Quando o corpo de alguém cai doente e deixa de poder comer e beber, esse alguém vê-se numa situação de grande vulnerabilidade, entra em desespero, sente-se ameaçado pela morte, leva os amigos e familiares a lamentarem-se pelo seu estado de enfermo. Pois bem, analogamente, Deus e os anjos lamentam com uma profunda tristeza as almas incapazes de se alimentarem com a comida celeste.
Pensa agora em ti: e tu, onde estás? Se tu, pelo contrário, vives intensamente a comunhão com Deus, se Ele mesmo te mostra assim ser o teu Deus, se a tua alma se fez inteiramente olho espiritual, inteiramente luz, se comeste do genuíno alimento dado pelo Espírito, se bebeste a água viva e o vinho espiritual que fazem o coração rejubilar, se cobriste a tua alma com as vestes da luz inefável, se o teu homem interior experimenta a sente a beleza de todas essas coisas - se verdadeiramente é tudo isso que tu saboreias, então tu vives já as arras da vida eterna e usufruis já com Cristo o mundo onde o mundano deixou de dar as suas ordens. Mas se ainda estás longe de tudo isso, cativo de ti mesmo, então chora amargamente e lamenta-te por te encontrares longe de uma tal riqueza e a leste do Paraíso.
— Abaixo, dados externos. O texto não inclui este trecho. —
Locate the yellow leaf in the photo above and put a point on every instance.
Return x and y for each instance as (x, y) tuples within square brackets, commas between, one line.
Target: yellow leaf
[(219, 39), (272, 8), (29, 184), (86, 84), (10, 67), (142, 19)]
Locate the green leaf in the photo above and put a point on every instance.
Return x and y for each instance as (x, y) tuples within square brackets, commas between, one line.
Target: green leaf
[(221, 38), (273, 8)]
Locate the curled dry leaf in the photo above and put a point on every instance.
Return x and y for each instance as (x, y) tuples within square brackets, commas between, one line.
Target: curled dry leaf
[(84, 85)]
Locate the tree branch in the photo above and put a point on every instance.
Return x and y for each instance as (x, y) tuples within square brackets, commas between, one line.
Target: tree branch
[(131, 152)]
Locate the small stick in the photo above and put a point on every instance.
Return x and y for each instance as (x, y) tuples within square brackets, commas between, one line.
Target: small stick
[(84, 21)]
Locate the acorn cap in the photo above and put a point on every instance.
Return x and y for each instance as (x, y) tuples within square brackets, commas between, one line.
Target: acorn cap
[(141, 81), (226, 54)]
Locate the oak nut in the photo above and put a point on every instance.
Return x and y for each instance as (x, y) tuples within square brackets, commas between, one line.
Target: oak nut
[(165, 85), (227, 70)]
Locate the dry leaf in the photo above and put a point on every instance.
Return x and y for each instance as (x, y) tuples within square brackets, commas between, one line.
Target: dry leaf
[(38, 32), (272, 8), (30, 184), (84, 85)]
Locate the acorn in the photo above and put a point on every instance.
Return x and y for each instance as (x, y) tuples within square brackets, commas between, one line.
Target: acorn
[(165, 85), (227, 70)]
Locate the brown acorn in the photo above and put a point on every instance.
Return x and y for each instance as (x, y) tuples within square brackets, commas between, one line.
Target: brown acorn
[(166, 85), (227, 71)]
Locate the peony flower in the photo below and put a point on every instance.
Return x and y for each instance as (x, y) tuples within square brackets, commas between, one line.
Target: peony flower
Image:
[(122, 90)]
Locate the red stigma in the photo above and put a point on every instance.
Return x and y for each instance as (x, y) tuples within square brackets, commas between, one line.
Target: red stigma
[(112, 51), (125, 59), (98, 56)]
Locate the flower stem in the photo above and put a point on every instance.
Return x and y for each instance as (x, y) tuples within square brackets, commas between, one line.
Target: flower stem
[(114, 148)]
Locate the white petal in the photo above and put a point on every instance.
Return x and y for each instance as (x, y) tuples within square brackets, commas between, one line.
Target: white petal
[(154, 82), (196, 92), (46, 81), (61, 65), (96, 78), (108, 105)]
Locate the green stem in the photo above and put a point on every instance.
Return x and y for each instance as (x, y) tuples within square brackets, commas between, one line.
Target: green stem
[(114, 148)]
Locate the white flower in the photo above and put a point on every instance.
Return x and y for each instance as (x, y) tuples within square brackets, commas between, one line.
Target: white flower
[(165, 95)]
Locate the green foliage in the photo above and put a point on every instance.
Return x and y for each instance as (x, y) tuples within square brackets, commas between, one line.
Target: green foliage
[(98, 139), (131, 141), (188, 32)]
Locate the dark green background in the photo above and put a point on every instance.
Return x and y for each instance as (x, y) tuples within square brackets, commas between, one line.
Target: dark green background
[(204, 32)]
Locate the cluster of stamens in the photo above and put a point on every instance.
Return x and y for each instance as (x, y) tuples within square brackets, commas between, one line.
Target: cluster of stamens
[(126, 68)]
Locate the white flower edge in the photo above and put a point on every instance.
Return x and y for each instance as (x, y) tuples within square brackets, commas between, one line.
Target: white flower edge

Com efeito, tendo em conta a nossa fragilidade humana, é-nos pedido que usemos de toda a sensatez para sabermos gerir a nossa pobreza: somos vulneráveis, e por isso devemos orar sem cessar para não sermos tragados pelo mundo obscuro da mediocridade. E quanto àquele que já se vê a si mesmo como possuidor das coisas belas antes evocadas, que não lhe falte também a sensatez: ao ver-se a si mesmo com olhos tão positivos, pode estar a correr um risco, o risco de se ver a si mesmo como um rico de virtudes. Que procure ser sensato, que viva a sabedoria do Evangelho, que não caia no descuido de nada, sem perder de vista que o indigente nos aparece não poucas vezes mascarado de rico.
Na verdade, segundo a divina sabedoria do Evangelho, é-nos pedido que não percamos de vista a condição daquele que pede, daquele que busca, daquele que procura. Essa é a nossa condição. Vivê-la como orantes, eis a divina sabedoria! (cf. Mateus 7, 7-8).